What time should you hear the time gun fired at 1 pm each day from Fort Denison in Sydney Harbour?

Sydney time gun

The view from the time gun on Fort Denison in Sydney Harbour is towards the Opera House. A magnificent view, but it is no longer possible to see Sydney Observatory and its time ball as they are hidden by the building. Image and copyright Nick Lomb ©, all rights reserved

Over the last week there has been a fun discussion in the Sydney Morning Herald’s Column 8 about the one o’clock gun at Fort Denison and the time ball at Sydney Observatory. The discussion began with John Kimpton, of Cremorne Point asking, presumably sarcastically, ‘Am I the only person who enjoys hearing the 1pm Fort Denison gun fire at exactly 12.59pm each day?’. My Sydney Observatory colleague Allan Kreuiter then joined in reassuring readers that the Observatory’s time ball does drop at the correct time one 1 pm and not a minute early. Noting this Column 8 asked ‘Is the gunner at Fort Denison, er, taking his eyes off the ball, perhaps?’
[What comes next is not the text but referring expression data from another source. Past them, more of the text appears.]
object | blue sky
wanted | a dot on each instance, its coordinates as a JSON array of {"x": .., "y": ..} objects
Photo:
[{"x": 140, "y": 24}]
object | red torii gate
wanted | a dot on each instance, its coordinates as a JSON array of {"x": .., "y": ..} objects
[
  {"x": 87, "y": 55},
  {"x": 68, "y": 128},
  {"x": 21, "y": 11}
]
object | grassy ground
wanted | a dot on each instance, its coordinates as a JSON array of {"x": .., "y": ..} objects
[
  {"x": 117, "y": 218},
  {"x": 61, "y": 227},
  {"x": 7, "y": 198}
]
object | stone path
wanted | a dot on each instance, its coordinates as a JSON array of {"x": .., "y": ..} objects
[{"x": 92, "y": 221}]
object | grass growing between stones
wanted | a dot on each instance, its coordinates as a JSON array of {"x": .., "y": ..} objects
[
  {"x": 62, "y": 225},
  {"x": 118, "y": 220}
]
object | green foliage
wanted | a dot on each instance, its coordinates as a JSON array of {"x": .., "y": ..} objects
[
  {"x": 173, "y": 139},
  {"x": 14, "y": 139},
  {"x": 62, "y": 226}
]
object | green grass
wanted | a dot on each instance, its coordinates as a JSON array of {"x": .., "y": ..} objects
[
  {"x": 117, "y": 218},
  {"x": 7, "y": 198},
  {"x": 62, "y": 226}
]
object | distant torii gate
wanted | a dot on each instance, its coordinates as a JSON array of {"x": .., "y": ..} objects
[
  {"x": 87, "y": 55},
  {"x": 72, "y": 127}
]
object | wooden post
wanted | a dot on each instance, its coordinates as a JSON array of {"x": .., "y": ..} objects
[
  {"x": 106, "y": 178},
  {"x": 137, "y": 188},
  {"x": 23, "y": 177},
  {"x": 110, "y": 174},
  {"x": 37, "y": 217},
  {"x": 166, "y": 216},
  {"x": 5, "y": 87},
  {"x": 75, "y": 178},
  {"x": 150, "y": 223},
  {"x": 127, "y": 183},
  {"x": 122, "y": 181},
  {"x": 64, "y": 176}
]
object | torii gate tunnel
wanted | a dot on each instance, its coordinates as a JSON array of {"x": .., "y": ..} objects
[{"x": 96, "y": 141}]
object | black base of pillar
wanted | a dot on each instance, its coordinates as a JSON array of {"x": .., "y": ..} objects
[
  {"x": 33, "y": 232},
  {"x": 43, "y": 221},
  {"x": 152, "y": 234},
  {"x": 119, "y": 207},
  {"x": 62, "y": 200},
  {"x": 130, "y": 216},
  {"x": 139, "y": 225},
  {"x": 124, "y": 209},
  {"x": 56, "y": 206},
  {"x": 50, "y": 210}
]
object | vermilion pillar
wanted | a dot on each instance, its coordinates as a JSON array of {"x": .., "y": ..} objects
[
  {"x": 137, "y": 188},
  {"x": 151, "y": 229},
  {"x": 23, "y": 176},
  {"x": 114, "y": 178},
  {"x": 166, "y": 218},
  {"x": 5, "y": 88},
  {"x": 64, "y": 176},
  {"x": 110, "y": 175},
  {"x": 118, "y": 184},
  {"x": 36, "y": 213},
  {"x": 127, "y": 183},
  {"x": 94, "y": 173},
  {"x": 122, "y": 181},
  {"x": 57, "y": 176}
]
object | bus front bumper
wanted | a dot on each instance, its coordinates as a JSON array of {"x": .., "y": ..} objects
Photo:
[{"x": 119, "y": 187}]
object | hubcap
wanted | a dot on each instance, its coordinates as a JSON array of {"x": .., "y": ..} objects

There was a reply in Monday’s (11 April 2011) Column 8 from Bindi Bow, who is an employee at Fort Denison and as part of her duties fires the gun at 1 pm on weekdays. She explains that in the past the gun was fired when the time ball on the Observatory was seen to drop, but that is no longer possible due to the Opera House blocking the view of the ball.

Ms Bow says that she uses the speaking clock available by telephone on 1194 to obtain the time and fires the gun accordingly. Assuming that the provided time is correct (1194 is operated by a private company with reference to UTC (AUS)), what time should the time gun be heard by John Kimpton at Cremorne Point or by anyone else close enough to hear the sound?

Sydney time gun map1

A map indicating the times for sound to travel to different places near Fort Denison and Sydney Harbour. Each concentric circle denotes an extra second of travel time. Drawing Nick Lomb on a Google map of Sydney Harbour

A visual time signal such as from the time ball can be regarded as instantaneous due to the high velocity of light. A sound signal as from a time gun is not, as sound travels much more slowly. In dry air at 20°C temperature it travels at 343 metres per second. Using that figure I prepared the map above showing how long after the firing of the gun it would be heard. Such maps have been prepared for other time guns such as the 1861 map for the gun at Edinburgh. The map indicates that at Cremorne Point the gun should be heard at 1:00 pm and 3 seconds. Note that this does not take into account Ms Bow’s reaction time, any time delays in the gun itself and propagation differences due to temperature changes and wind.

Do you live in the vicinity of Sydney Harbour, can hear the gun fired as well as see the time ball drop at 1 pm? It would be good if you could time the delay from the ball drop to the time you hear the gun and let us know. The above map could then be verified experimentally.

9 responses to “What time should you hear the time gun fired at 1 pm each day from Fort Denison in Sydney Harbour?

  • The 1 o’clock gun today was at 2 minutes past one.

    I live above Kuttabul and our local school bells, St Vincents at Potts Point keeps my daily activities in order too.

    This 2 mins difference is indeed puzzling.

  • Here is a probably simple and useful idea to eliminate the Sydney Opera House problem.

    Put the time ball drop on webcam and/or cannon, and post it live on the internet. Here anyone wanting to set the time and see the event would have no problems with the cannon delay due to the speed of sound!

    Amusing and informative all at the same time!


  • Probably a really dumb question, but I’ve actually forgotten why it is 1pm instead of at precisely noon?

    (it is funny, too. That I spoke of this last night at a lecture on navigation, and this very question popped into my head as I spoke of 1pm (paying no one would ask me that question!)

    • Hello again Andrew. It is a very sensible question as for the first few weeks of Sydney Observatory, back in 1858, the Government Astronomer dropped the ball at 12 noon. There are two theories of why he changed the time to 1 pm. 1. To know the right time at which to drop the ball, he needed to observe the Sun crossing the meridian, the imaginary overhead line running north to south. That happens at or close to 12 noon so he could not climb the tower to drop the ball at the same time. 2. Officers on the morning watch on board ships hand over to the afternoon watch at 12 noon, so they would have been too busy to watch the time ball drop.

    • Chris,
      This firing of the cannon is steeped in history. Just like the timing of the time ball being dropped that dates to the 1840s. It signifies to ships being able to set their chronometers for the long sea voyages. Knowing the time was essential for navigation, and right back to the time of Captain Phillip in 1788. This tradition is one of the oldest in Australia, and is something that joins us to our origins as a country.
      Frankly, I could not think of any better tribute!

      • Doh! The were talking planning for a time ball in the 1840s, and it appears on the early sketches around 1853. I think before that they used flags upon masts. Of course the time ball wasn’t in action to Sydney Observatory was completed!